Si Kecil dapat mengalami kejang karena berbagai kondisi, seperti demam tinggi, kekurangan oksigen, trauma kepala, atau penyakit tertentu yang menyebabkan kejang. Seseorang dapat didiagnosis epilepsi jika mengalami kejang lebih dari sekali tanpa penyebab yang spesifik. Dilansir melalui webmd.com, sekitar 7 dari 10 kasus kejang tidak bisa diidentifikasi penyebabnya. Tipe kejang ini disebut juga dengan idiopatik atau kriptogenik. Masalahnya bisa saja terjadi karena neuron tidak terkontrol di dalam otak, sehingga memicu kejang.

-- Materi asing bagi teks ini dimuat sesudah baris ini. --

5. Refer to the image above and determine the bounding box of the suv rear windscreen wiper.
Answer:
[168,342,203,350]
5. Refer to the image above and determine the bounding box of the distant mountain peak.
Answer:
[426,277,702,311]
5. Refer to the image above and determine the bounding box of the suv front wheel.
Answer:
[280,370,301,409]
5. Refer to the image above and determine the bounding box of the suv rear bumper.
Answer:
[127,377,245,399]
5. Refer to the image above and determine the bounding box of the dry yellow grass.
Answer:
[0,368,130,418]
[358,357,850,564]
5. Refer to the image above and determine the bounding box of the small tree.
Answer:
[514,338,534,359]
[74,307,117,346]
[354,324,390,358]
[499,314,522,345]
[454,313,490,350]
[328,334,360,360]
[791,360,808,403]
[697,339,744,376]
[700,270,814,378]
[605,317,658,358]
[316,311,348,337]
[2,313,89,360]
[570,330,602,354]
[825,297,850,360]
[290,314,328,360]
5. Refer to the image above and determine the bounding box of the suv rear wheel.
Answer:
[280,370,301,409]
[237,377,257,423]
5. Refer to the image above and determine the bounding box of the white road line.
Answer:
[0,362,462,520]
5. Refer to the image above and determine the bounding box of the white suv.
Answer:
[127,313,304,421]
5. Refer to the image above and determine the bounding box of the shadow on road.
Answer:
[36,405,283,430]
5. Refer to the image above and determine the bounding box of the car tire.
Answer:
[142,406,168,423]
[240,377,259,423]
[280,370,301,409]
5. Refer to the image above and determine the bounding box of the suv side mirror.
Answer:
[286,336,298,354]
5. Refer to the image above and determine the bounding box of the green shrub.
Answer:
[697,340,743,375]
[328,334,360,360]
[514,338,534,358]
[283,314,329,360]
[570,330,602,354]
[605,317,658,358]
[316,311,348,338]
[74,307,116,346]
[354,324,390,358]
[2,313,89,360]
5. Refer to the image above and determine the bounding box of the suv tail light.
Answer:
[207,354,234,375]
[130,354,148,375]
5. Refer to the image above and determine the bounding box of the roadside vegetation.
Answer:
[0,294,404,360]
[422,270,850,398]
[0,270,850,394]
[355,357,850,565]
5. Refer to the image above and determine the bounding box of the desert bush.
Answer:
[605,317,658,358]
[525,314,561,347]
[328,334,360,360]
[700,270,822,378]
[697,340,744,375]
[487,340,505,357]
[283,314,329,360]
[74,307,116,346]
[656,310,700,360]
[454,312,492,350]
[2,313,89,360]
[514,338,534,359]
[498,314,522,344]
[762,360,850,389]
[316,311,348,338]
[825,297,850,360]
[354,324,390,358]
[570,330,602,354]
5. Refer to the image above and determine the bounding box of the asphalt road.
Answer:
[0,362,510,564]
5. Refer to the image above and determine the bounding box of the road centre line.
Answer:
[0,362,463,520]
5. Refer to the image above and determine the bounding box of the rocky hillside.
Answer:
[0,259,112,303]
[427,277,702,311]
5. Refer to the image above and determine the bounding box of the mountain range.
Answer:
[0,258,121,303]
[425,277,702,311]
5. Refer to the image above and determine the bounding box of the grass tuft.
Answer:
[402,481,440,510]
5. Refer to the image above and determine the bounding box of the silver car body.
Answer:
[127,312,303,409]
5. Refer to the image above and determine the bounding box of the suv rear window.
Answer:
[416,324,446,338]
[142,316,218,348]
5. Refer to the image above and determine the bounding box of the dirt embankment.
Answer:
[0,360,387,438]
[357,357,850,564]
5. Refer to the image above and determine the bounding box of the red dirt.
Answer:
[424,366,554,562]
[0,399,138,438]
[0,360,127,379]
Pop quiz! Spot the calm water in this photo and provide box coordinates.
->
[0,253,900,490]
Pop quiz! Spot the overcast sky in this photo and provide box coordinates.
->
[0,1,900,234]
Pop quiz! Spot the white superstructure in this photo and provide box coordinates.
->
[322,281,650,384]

Baca juga: Waspada Tanda-tanda Kejang pada Bayi
 

Para peneliti masih terus mencari tahu penyebab berbagai tipe kejang. Dahulu, kejang dapat dikategorikan berdasarkan gejala-gejala yang muncul dan bagaimana pola EEG (rekam listrik otak atau electroencephalogram) yang terlihat. Penelitian lebih lanjut mengenai genetika kejang akhirnya membuahkan hasil bagi para ahli untuk menentukan berbagai jenis kejang. Ini kemudian membantu mereka menentukan penanganan setiap jenis kejang yang disebabkan oleh epilepsi.

 

Risiko Kejang pada Anak

Walau kelihatannya menyakitkan, kejang sebenarnya tidak terlalu menyebabkan rasa sakit. Kejang parsial sederhana yang terjadi tiba-tiba pada anak umumnya hanya akan menimbulkan ketakutan atau panik pada orangtua. Sebagai contoh, salah satu masalah kejang parsial yang kompleks akan membuat anak tidak bisa mengontrol perilakunya. Ini juga bisa menyakiti anak jika ia tiba-tiba terjatuh atau menimpa benda di sekitarnya.

 

Para ahli belum bisa memastikan efek jangka panjang kejang. Di masa lalu, kebanyakan ilmuwan mengira kejang tidak akan menimbulkan kerusakan pada otak. Namun, saat ini konsep tersebut mulai diragukan kebenarannya.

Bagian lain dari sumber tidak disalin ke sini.